Izzy Cihak: Despite being a relatively new artist, you’ve already gained a lot of amazing critical acclaim.  Do you have any favorite critical assessments of your work, or critics that you feel like best “get” you?  Or, for that matter, any that most annoy you?  You’ve called out people for being so quick to compare you to PJ Harvey.

Nadine Shah: I’ve been pretty lucky. We’ve had a lot of very good press about my work so far… which is lovely!  I get compared to PJ Harvey a lot, but that, in no way, is a bad thing… I love her! Personally, I don’t really see the connection between our music, but I do see a similarity in our approach to music making, if that makes sense? I read something one critic wrote that I really liked, which was that my music was “A cross between Maria Callas and Interpol,” haha.

IC: What have been the highlights of your career, thus far?

NS: Sorry for the boring answer but, honestly, just making the record has been the real highlight. Seeing the project totally evolve from bedroom demos on my laptop to then having a team of super talented musicians play them and (in my opinion) one of the best producers around make it.

IC: What were the biggest influences and inspirations behind your debut?

NS: All sorts of things. Lyrically, it’s been inspired by films and books I’ve read. Sonically, I was inspired more by sound art than other music, like industrial noises. I think the way we recorded the album is interesting in that it is recorded in two different places. We recorded half the album in my Dad’s warehouse in Newcastle. My producer, Ben, made sure to capture the whole sound of the place… including traffic noise from outside and the overall enormity of the space.

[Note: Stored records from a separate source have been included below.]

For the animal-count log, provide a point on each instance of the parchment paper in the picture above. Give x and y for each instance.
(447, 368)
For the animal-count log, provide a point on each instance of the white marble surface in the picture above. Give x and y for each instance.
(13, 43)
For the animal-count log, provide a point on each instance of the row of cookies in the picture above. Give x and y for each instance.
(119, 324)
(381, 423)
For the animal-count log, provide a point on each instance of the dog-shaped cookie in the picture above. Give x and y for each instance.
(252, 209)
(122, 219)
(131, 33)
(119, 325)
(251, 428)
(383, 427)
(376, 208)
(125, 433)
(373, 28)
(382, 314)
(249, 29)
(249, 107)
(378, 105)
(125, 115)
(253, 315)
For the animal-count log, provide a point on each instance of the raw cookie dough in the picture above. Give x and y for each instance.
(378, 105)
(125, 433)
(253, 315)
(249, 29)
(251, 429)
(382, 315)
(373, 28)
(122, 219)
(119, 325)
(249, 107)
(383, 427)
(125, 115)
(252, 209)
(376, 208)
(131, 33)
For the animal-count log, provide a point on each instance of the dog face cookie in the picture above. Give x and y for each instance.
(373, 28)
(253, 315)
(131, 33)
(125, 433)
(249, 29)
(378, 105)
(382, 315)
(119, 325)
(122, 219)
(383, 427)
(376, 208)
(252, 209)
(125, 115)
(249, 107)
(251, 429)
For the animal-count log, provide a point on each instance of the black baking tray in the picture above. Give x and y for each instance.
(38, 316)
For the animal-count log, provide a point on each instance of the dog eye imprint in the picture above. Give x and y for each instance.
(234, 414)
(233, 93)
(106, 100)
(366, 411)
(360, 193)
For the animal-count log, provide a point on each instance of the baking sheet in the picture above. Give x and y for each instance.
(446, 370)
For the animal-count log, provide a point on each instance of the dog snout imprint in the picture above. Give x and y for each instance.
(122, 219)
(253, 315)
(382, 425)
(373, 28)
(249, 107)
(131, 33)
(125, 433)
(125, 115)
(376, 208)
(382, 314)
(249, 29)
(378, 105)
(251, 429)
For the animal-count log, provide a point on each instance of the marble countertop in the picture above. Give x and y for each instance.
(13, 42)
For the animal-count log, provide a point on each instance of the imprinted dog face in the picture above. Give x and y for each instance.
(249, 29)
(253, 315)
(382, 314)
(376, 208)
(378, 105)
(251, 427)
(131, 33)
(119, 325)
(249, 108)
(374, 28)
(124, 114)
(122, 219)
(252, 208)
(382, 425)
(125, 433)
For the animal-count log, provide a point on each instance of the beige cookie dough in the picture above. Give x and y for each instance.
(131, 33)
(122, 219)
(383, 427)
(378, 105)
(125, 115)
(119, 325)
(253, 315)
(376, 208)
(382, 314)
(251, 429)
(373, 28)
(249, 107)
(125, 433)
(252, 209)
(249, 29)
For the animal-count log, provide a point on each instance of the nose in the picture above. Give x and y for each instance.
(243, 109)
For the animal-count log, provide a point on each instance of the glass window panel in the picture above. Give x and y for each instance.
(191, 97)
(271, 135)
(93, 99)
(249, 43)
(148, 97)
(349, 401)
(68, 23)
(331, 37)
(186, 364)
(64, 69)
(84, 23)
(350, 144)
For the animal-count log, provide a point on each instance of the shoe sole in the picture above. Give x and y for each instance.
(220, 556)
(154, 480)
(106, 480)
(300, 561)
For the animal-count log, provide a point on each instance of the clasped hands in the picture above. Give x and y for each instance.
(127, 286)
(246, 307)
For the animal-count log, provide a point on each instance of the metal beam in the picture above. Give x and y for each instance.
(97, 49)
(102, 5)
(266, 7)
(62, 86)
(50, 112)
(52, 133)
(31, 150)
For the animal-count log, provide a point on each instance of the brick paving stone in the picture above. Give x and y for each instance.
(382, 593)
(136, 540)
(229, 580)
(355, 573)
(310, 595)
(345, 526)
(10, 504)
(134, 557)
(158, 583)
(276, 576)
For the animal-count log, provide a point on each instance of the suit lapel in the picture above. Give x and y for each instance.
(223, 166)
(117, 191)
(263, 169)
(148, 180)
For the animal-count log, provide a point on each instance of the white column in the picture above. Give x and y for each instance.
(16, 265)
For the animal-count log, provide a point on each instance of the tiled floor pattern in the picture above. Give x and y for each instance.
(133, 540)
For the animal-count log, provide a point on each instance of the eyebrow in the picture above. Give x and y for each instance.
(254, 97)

IC: Do you have a particular favorite album track, or one which you feel like best represents where your sounds are going in the future?  I quite like “The Devil.”

NS: “The Devil” is also one of my favourite sounding tracks, kind of like a Balkan cowboy film? Haha.  I think my favourite song on the album is a track called “Floating”… Lyrically, I think it sums up the overall theme of the LP.

IC: What are you most excited for in the second half of 2013?  You have a number of upcoming shows in the UK. Any chance of a US tour this year, or early next year?  If so, what can be expected of the live experience?

NS: I’m excited/anxious for the release of the album… It’s been a long time coming. But yep, we’ve lots and lots of shows in the autumn and we’re headed to lots of different cities where I’ve not played before, so that’s exciting. I’ve no idea when our US shows will be, most likely at the very end of the year or early 2014. What can be expected of the live experience? A lot of peculiar facial expressions from me.